The only real complaint I would have over WireGuard is that with zerotier, I only need to connect to one server and then can talk to any servers on the same "network" as long as the acl permits it. The other servers are discovered automatically.
With WireGuard, I'm pretty sure I would have to set up multiple peers and custom routes. Although I'm assuming you could run BGP on top of the wg interface and that would solve some of it.
That said, I'd much rather something the simplicity of wireguard or tinc because it doesn't require a server who's only purpose is to manage clients.

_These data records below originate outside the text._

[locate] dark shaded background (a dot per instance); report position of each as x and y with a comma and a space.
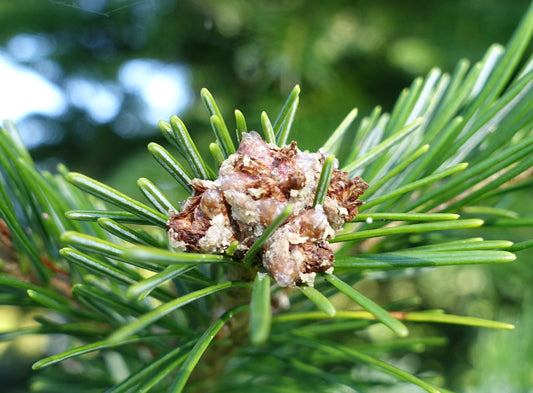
249, 54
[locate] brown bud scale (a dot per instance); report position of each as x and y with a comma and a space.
253, 187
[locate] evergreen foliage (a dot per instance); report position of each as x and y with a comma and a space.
148, 318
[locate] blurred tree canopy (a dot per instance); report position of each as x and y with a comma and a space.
100, 55
119, 66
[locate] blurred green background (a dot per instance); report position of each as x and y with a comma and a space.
87, 81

I know it's not specifically related to the protocol either uses, but I think people would consider that as a drawback when comparing the two. If you're coming from openvpn/ipsec, then setting up any sort of mesh/routed network would be a similar process. I don't think wireguard would need to implement functionality like that either, I think it would be better if something like tinc used wireguard for the plumbing as someone else mentioned in the comments.
I don't know how well it compares in terms of performance and crypto, it would be nice to know.